Nellie drew back, half frightened.
"Yes, ma'am. No, ma'am. I don't know, ma'am," she stammered.
"But how came she to send for me? Who told her I was here?"
"The boss."
"The--boss!"
"Yes. Mr. McGinnis, ye know. He said as how you was here."
"Bobby!" cried Miss Kendall, releasing the child's arm and falling back a step. "Why, of course, it's Patty--it must be Patty! I'll go to her at once. Wait here while I dress." And she hurried across the hall and up the broad stairway.
Back by the door Nellie watched the disappearing blue draperies with wistful eyes that bore also a trace of resentment. "Go and dress"
indeed! As if there could be anything more altogether to be desired than that beautiful trailing blue gown! She was even more dissatisfied ten minutes later when Miss Kendall came back in the trim brown suit and walking-hat--it would have been so much more delightful to usher into Mrs. Durgin's presence that sumptuous robe of blue! She forgot her disappointment, however, a little later, in the excitement of rolling along at Miss Kendall's side in the Hilcrest carriage, with the imposing-looking coachman in the Spencer livery towering above her on the seat in front.
It had been Miss Kendall's first thought to order the runabout, but a sudden remembrance of her morning's experience a few weeks before caused her to think that the stalwart John and the horses might be better; so John, somewhat to his consternation, it must be confessed, had been summoned to take his orders from Nellie as to roads and turns. He now sat, stern and dignified, in the driver's seat, showing by the very lines of his stiffly-held body his entire disapproval of the whole affair.
Nor were John and Betty the only ones at Hilcrest who were conscious of keen disapproval that morning.

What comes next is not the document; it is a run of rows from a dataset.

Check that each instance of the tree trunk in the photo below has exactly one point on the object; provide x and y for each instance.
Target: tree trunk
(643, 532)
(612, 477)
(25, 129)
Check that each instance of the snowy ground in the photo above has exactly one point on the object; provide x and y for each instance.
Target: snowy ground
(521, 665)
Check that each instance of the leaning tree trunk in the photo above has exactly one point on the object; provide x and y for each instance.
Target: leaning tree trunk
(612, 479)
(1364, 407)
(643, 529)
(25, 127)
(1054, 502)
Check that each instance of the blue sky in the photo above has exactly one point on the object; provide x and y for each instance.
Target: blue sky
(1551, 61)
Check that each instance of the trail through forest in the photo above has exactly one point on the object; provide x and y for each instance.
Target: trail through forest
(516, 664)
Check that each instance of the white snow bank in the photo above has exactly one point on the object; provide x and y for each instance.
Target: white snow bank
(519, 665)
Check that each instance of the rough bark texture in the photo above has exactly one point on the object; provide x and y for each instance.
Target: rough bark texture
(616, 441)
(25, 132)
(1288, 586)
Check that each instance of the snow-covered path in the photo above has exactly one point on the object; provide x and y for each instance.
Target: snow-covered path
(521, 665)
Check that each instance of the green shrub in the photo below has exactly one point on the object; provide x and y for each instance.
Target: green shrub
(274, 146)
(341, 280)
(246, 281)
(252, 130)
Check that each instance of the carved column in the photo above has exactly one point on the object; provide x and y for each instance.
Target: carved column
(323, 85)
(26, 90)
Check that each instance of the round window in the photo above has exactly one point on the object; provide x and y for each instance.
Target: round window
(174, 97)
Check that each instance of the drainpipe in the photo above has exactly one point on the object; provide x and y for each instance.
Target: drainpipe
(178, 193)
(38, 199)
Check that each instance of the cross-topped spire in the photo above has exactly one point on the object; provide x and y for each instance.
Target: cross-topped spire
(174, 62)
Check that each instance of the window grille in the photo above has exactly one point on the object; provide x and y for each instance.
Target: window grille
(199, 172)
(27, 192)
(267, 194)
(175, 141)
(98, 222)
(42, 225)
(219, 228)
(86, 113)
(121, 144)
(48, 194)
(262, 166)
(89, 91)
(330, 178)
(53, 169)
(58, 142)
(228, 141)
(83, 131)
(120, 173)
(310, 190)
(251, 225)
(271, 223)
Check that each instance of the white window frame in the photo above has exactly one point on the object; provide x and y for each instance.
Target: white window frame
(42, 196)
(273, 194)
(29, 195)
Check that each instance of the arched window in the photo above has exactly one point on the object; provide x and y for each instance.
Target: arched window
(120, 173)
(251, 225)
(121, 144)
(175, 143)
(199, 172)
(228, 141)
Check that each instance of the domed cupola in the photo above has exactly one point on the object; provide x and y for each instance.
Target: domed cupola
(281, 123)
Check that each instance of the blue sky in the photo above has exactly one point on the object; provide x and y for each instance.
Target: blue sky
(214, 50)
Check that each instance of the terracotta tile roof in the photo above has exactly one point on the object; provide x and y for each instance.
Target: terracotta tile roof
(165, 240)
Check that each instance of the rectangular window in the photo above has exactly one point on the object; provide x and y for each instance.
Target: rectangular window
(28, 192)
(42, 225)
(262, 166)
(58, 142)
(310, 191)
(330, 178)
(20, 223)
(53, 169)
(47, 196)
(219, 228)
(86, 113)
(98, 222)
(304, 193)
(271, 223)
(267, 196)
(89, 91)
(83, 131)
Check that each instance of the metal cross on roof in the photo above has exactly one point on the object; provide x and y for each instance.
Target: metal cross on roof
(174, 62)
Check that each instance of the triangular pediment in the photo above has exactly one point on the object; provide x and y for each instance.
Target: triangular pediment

The mistress herself, from an upper window, watched with dismayed eyes the departure of the carriage.
"I've found Patty, the little girl who was so good to me in New York,"
Margaret had explained breathlessly, flying into the room three minutes before. "She's in trouble and has sent for me. I'm taking John and the horses, so I'll be all right. Don't worry!" And with that she was gone, leaving behind her a woman too dazed to reply by so much as a word.
Hilcrest was not out of sight before Margaret turned to the child at her side.